Since it is optional to specify the expiry date in the message, the following cases are possible for determining the time interval within which the message is to be delivered if it is to be further processed.

Case 1: Case 1: Validity period only is specified (in the sender agreement):
Since an expiry date is not specified in the message, the message must be delivered within the validity period that you specified (based on the time stamp). Otherwise further processing does not take place and an error message is sent to the sender.
Case 2: Expiry date specified (in the message) and validity period specified (in the sender agreement):
When a message arrives, both the expiry date in the message and the validity period in the sender agreement are checked. The message must be delivered within the shorter of the two time intervals. The following figure illustrates a case where the expiry date specified in the message is reached before the date or time calculated by adding the time stamp and the validity period.

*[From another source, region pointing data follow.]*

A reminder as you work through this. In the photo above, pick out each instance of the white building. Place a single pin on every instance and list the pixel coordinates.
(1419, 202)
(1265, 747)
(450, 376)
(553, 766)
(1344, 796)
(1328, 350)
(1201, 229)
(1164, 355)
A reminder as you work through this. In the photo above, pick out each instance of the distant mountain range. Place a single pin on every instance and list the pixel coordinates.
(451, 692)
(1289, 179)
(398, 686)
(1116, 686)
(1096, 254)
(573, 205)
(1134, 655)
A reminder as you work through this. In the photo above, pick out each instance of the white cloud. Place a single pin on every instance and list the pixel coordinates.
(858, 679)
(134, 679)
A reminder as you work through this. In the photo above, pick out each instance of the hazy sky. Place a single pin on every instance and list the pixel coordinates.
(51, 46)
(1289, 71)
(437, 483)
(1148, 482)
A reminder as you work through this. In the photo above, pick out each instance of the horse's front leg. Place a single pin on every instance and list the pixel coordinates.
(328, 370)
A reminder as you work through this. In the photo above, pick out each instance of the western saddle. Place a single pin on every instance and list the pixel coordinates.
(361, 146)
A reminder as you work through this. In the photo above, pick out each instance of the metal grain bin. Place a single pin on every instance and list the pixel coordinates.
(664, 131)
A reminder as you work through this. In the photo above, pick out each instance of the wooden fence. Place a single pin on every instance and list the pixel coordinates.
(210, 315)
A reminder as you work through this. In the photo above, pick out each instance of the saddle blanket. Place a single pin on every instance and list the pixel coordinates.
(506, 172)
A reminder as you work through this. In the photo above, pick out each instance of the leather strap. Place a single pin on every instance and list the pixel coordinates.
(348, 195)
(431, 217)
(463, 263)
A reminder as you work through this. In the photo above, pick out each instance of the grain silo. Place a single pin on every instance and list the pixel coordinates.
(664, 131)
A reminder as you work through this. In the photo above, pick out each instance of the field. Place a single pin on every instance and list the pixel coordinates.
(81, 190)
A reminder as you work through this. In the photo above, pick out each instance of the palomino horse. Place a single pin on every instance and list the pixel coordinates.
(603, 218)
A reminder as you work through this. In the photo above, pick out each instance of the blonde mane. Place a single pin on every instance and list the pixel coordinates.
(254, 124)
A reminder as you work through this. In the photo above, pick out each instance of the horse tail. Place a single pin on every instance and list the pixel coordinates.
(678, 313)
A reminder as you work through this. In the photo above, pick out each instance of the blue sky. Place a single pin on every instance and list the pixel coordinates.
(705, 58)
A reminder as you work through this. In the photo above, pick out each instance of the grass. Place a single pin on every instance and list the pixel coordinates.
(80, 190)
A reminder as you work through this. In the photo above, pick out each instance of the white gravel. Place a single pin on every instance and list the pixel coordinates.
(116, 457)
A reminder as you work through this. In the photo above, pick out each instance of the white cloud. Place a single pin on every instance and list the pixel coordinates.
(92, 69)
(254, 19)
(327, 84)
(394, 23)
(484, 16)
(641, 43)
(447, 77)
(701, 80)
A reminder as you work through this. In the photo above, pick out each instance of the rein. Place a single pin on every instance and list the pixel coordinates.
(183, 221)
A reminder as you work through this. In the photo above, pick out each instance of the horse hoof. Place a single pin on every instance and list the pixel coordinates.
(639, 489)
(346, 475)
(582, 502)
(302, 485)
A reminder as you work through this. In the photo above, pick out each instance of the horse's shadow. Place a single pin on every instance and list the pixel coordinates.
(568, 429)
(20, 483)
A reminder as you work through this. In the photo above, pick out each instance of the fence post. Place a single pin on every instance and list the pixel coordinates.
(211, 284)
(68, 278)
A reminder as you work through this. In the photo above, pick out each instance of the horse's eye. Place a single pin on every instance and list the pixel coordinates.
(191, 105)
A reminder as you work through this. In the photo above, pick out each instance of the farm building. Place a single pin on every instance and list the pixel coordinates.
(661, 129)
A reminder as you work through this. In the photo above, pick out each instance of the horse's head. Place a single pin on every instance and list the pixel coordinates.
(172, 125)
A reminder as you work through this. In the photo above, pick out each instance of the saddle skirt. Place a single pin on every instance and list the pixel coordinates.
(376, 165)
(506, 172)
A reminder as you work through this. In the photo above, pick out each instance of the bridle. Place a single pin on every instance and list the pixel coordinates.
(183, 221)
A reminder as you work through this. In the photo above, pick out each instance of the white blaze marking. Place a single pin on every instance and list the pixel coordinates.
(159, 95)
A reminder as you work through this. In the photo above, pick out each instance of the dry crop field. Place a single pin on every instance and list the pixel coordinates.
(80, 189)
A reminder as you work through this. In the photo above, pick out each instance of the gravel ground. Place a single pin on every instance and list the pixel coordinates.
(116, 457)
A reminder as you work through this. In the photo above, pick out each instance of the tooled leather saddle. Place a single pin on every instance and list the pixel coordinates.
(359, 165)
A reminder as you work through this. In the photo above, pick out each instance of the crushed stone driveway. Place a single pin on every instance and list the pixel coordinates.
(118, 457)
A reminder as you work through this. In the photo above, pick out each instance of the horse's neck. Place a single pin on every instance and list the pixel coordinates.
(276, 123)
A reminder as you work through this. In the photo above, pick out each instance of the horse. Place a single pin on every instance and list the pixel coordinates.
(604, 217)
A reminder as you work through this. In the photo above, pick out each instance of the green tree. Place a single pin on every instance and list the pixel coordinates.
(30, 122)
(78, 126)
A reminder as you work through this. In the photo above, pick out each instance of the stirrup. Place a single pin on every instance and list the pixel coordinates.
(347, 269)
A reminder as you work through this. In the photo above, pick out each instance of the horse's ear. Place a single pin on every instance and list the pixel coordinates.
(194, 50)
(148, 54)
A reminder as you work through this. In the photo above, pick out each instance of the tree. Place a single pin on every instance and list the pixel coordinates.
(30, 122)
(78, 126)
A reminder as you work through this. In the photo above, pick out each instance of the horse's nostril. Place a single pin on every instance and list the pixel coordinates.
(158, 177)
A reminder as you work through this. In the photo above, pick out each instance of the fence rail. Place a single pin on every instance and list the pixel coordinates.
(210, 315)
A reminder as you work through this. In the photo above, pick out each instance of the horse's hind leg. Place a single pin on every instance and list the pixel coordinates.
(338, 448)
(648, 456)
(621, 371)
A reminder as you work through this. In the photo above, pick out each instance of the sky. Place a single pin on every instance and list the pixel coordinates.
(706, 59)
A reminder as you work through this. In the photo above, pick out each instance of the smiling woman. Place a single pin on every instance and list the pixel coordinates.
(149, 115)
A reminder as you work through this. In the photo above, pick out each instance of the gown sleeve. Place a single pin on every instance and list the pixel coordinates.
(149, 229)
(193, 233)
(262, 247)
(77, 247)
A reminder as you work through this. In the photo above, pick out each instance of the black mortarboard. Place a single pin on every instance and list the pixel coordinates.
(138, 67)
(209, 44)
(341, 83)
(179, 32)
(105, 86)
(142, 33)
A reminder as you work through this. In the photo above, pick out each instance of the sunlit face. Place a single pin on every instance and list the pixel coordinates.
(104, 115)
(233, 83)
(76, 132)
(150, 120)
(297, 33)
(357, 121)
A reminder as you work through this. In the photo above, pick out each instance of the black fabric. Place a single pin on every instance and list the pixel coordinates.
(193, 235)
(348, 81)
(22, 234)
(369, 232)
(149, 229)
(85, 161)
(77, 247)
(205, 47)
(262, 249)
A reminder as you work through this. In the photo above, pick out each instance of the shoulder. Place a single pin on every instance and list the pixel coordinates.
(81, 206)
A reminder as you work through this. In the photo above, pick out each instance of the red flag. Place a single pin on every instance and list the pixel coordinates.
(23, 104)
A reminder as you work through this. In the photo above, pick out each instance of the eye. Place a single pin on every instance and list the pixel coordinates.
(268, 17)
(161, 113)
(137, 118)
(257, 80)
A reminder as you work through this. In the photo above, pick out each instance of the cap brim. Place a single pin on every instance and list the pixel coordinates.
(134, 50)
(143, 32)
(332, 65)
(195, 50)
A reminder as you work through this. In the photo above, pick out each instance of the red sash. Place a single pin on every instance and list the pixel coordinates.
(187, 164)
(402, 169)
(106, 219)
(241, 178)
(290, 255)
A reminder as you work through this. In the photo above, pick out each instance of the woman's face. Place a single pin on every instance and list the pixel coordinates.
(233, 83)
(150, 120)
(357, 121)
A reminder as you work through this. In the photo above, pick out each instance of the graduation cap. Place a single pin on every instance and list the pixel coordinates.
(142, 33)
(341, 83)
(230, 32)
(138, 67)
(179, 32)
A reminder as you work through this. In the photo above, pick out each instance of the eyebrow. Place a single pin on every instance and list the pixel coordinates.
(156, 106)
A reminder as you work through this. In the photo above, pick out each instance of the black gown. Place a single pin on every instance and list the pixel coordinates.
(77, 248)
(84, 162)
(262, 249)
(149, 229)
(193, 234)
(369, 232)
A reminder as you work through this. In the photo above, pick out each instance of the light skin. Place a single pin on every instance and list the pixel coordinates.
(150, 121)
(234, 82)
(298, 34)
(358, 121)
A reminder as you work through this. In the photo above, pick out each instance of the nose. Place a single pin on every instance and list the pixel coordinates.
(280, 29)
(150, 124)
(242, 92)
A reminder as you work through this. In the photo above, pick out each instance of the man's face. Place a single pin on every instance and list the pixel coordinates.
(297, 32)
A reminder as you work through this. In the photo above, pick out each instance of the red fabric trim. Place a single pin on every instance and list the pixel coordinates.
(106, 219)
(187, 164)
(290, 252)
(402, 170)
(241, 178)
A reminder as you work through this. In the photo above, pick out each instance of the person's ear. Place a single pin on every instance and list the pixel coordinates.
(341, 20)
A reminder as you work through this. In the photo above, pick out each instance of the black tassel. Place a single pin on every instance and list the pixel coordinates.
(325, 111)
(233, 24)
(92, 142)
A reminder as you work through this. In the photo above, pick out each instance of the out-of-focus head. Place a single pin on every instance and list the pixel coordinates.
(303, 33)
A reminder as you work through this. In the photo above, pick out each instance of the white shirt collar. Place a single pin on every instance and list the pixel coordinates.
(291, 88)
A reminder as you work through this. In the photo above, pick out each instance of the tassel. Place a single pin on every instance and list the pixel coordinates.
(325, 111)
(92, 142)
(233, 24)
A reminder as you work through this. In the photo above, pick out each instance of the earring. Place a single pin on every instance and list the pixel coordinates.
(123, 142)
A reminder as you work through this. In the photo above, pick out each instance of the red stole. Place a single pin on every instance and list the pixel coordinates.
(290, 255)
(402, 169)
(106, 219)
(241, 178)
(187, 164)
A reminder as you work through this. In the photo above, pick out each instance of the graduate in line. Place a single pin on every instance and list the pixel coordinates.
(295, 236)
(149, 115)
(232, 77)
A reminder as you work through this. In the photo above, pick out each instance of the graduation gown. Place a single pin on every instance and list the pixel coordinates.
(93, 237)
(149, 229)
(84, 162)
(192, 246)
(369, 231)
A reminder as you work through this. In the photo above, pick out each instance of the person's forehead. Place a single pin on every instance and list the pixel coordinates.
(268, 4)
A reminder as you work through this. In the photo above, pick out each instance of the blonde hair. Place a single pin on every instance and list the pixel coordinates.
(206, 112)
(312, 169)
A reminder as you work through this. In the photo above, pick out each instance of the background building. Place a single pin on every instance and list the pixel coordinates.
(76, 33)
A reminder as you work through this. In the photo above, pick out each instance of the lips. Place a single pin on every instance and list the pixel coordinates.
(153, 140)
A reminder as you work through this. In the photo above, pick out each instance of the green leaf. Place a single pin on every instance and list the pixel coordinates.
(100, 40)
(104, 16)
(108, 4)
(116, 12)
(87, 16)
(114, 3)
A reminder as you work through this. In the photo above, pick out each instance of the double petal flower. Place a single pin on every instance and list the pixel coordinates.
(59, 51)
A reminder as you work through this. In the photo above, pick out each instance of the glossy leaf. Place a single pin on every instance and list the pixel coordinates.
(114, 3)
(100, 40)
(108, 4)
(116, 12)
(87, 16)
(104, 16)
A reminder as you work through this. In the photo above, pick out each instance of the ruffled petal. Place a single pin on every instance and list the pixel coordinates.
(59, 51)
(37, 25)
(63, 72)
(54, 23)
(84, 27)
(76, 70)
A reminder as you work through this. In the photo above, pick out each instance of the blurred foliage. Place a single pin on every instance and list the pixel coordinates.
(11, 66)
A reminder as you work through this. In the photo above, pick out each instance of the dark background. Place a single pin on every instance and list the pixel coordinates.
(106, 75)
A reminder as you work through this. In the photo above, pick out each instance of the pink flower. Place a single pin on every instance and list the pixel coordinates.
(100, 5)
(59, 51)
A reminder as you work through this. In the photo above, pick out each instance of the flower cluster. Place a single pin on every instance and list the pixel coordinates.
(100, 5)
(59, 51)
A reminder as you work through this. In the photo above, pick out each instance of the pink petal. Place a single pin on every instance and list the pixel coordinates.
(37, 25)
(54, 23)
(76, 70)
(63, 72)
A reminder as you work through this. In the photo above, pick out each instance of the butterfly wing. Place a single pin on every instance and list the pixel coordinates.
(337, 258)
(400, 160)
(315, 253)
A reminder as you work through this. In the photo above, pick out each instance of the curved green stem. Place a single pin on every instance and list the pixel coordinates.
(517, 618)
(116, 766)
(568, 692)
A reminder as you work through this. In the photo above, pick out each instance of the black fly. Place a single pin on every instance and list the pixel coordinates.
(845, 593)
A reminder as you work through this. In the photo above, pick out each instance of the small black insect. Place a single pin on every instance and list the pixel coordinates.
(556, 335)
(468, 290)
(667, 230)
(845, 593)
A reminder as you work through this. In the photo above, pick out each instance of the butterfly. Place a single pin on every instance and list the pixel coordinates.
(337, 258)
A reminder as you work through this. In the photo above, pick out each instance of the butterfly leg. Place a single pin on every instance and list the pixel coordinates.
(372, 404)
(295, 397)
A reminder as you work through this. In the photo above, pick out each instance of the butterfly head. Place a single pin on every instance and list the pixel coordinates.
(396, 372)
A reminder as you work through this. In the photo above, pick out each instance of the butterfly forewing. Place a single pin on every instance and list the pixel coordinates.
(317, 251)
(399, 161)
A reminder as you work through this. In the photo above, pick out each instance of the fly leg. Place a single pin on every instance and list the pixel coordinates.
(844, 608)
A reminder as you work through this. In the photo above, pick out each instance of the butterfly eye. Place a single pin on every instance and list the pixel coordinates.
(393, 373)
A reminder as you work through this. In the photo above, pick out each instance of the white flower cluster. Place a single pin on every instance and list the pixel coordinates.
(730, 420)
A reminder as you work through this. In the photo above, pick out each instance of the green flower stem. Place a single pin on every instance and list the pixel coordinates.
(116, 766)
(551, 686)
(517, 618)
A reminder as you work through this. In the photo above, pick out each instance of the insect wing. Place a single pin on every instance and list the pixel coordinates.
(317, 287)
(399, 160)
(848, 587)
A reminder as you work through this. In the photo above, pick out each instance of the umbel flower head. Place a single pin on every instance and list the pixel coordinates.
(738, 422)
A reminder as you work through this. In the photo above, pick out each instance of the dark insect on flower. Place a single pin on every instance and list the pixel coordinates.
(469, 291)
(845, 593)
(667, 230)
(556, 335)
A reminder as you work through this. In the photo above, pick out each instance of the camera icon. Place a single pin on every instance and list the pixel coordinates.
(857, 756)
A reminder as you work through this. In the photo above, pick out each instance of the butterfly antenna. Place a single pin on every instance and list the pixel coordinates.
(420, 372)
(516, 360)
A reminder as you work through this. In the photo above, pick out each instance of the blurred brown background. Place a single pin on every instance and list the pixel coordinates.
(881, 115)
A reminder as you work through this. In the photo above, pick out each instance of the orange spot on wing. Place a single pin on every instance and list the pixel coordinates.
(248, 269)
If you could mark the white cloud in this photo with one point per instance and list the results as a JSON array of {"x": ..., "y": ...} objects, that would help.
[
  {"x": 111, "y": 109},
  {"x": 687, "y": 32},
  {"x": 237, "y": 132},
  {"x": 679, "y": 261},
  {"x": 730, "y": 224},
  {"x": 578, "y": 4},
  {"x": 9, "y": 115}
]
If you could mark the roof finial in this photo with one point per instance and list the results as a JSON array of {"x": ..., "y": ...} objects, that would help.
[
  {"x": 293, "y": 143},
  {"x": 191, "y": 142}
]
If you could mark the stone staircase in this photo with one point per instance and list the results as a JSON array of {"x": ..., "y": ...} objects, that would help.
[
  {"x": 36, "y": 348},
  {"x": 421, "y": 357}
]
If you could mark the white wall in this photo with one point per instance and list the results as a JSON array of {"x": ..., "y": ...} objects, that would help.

The following input fields are available to make these settings (Expiry Date for Signature frame).

Checkbox/Field	Meaning
Check Time Stamp	If this checkbox is set, the time stamp for the signature specified in the message is checked when the message arrives.
Validity Period	In this field, you specify the validity period of the signature (in seconds).

Security Settings Defined by S/MIME

If S/MIME is selected in the Security Profile field for the communication channel used, you can make the settings described under Security Settings for the Sender Mail Adapter.